Tuesday, May 9, 2017

A Couple of Really Short Dad Writings: Larissa and The House on the Hill

I think of these two short short short ones as rather out of left field. I have no idea who "Larissa" might have been or when she told her story, or what was its context. But I just like it and evocative it is. The second one? Dad never liked Los Angeles so maybe that feeling generated the reverie. As usual, whatever religious content, and so much of his writing I see had it, is, cynical. I have this feeling I know what house he might have been describing. You can see it as you go north on Fairfax, a kind of cement circular object, plopped, not built. 


Larissa

It was only a crumb of bread in a world of starvation.  She told me how she picked it up and placed it on her tongue, and savored it for a brief moment of its precious existence--and then it was gone.  Only the memory clung and imbedded itself in her psyche--perhaps for all time.

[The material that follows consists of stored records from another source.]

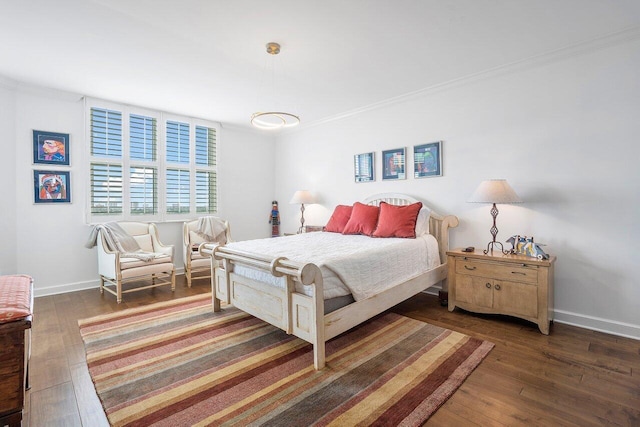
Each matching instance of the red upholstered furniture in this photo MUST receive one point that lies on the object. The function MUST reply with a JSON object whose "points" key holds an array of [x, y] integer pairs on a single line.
{"points": [[16, 307]]}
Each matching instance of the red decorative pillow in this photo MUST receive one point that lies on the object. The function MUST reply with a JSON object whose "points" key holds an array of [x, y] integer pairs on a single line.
{"points": [[364, 219], [397, 221], [339, 219]]}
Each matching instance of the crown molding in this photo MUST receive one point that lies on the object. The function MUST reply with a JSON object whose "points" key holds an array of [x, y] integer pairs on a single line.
{"points": [[576, 49]]}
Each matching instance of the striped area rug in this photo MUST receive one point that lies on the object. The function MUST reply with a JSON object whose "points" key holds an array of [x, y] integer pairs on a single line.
{"points": [[178, 363]]}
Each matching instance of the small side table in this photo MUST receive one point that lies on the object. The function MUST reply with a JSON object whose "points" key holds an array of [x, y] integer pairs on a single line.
{"points": [[16, 308], [513, 285]]}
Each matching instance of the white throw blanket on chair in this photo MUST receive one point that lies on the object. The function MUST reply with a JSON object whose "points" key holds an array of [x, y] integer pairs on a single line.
{"points": [[118, 240]]}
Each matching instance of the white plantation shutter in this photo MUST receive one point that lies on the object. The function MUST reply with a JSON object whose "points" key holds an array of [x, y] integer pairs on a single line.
{"points": [[106, 188], [178, 195], [177, 142], [144, 166], [143, 184], [206, 180], [106, 176], [142, 137]]}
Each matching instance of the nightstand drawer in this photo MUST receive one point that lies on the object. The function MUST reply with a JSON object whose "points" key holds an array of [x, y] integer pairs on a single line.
{"points": [[501, 271]]}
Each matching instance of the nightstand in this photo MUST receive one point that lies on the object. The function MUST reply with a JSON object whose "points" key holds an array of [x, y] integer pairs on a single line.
{"points": [[513, 285]]}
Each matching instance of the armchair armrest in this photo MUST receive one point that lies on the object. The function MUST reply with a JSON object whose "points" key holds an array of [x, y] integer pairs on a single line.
{"points": [[157, 244], [108, 260]]}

She related the story simply, her head down as if she were in a solitary reflection aloud.  We listened in silent empathy to the words, halting in their transition from the Cyrillic to English.  When she looked up there was an expression of surprise at our reaction to the story, a tale out of the depths of despair and want, and a trace refection of an elusive apogee of pleasure, however transitory.

Her story has intrigued me for some time.  I am not unfamiliar with want and deprivation having lived through the great depression and witnessed the calumnies of war visited by one group of humans on another.  Still, it is not the negative aspects of this tale that motivates me to reflection.  In that fleeting moment when the precious crumb dissolved on the lady's tongue, she experienced the ultimate potential of pleasure, then the despair of reality--survival, need, hopelessness.  What can we compare the moment to?  Perhaps the fleeting occasional hugs of the mother for her child who has been without comforting since birth--an effusion of dammed up love that is released by the momentary affection, however desultory? Then, like a chastened dog it returns to its state of perpetual hunger.

Human wants are limitless, so said my professor of economics many years ago.  I am thinking of the egocentricity of physical and emotional necessities--the unrelenting grasping for comfort and gratification-relentlessly unforgiving at that which is withheld.

Without this primordial pursuit, without the impediments to realization in a cornucopia of satiated desires, there is an abundance of salt--a flatness in the ingestion--never that reaction of highly-honed taste buds on a preciously charged essence.


The House on the Hill

It sits upon a barren topped mountain apex, a square white quadrangle of unremarkable aspect.  When the perpetual haze of the area allows, one can see it placed like a mammoth paper weight on an immense mound, to no aesthetic purpose.

I have never been to its summit.  I can only imagine the view towards the south, where the corpuscular traffic starts and stops and exudes its corruption to the skies.


Of course, this is during the day. The views of Los Angeles are different at night. I have been in the hills, on many occasions in the past, when the panorama of kaleidoscopic lights seduces the imagination with the dissimulaton of illusion.

Nor is it different in the pointed spires of New York City.  I remember looking down from the observation tower of the Empire State Building.  Down below, the ant-like clusters of people vied with the clamorous automobile for the supremacy of the concrete streets until night fell and a magnificence lit up the city.

How to describe the play of neon, the perpetual motion of streams of light, red, sometimes white, in equal measure, depending on the direction of travel.

These scenes defy description.  Perhaps is is the promise of the Divine or a preview of things beyond fulfillment--for He is an enigmatic Creator--something, perhaps, like the view from the mountain that Moses was allowed of Canaan, before he was told he cannot go down and see for himself.